Olin Howlin, a veteran silent film actor, plays the perfect provincial confronted with a thing from out space he shouldn’t touch. In one of the film’s many moments of off-handed humor, he pokes what will become the Blob with a stick and ends up having the flesh-eating extraterrestrial begin to consume his arm like gangrene. The scene will be immediately recognizable to those that have seen Creepshow as Stephen King reprised, parodied and paid homage in the opening of the horror anthology.
Even if you own Criterion’s earlier DVD release, fans of '50s sc-fi must pick up this blu-ray transfer. The blu-ray brings out the vibrant colors of the film and also reveals its photography as beautifully lit. Famous moments like the Blob emerging, engorged and yet still hungry, between the split theatre doors are a revelation in blu-ray. And, by the way, Steve McQueen’s 1953 Plymouth Convertible comes out a gorgeous sheen of blue.
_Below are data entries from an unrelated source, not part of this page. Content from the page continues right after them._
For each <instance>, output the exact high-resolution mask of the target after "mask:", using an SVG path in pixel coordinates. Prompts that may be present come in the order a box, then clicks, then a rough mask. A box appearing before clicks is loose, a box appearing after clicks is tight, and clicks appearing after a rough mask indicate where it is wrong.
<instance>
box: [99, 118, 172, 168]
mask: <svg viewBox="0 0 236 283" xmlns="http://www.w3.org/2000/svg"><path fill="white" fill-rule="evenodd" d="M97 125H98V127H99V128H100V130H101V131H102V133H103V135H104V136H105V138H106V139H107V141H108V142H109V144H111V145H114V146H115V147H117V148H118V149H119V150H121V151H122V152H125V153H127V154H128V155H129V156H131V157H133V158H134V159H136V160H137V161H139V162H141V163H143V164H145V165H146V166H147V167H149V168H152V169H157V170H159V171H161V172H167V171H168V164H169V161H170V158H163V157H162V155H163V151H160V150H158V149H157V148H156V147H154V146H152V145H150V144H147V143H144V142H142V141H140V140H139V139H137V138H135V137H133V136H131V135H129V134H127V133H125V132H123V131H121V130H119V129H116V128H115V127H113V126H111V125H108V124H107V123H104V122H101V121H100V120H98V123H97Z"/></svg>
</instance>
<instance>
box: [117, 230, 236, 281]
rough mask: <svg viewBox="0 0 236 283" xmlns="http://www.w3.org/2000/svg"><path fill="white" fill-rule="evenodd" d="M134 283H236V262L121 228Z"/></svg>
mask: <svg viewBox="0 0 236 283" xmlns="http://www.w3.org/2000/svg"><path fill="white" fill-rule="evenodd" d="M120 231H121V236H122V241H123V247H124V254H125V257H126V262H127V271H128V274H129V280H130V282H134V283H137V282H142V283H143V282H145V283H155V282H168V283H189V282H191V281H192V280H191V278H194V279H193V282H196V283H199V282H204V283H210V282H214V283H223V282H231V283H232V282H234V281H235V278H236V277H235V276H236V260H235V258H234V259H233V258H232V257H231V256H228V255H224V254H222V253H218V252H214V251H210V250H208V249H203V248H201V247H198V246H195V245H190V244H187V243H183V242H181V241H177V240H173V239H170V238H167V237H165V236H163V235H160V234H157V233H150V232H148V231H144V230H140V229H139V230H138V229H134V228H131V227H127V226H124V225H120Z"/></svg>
The special features are sparse compared to most Criterion releases. The disc does however include a peculiar feature, a set of photographs of Blob memorabilia gathered over the years by collector Wes Shank. Navigable through your remote, the collection includes behind-the-scene photographs, posters and even the Blob itself (looking not very frightening as red silicone in a can). This feature goes a long way toward making up for the typical “making-of feature,” as the numerous photographs contain plenty of information about creature effects, set design and the careers of the character actors who make up most of the cast.
The commentaries, as is usual for Criterion, are excellent. Producer Jack Harris appears on one track, providing lots of casting background (including the story of how McQueen came to be attached to the film. Director Irvin Yeaworth appears on a separate track along with actor Robert Fields who appears as “Tony” in the film. Yeaworth provides some explanation of the building of the miniatures and models of the sets that allowed for the making of the blob and allowed the monster to have its “giant” size by the end of the film.
“I thought you cats didn’t like spooky shows.” One of McQueen’s teenage cronies says this when Steve and his date come bursting into the theatre to warn them of the real danger creeping their way. Cats in the '50s did love spooky shows, in part because they often naïvely mirrored their own culture’s concerns, with little nuance and less irony. The Blob is one of the best of these acts of cultural anxieties.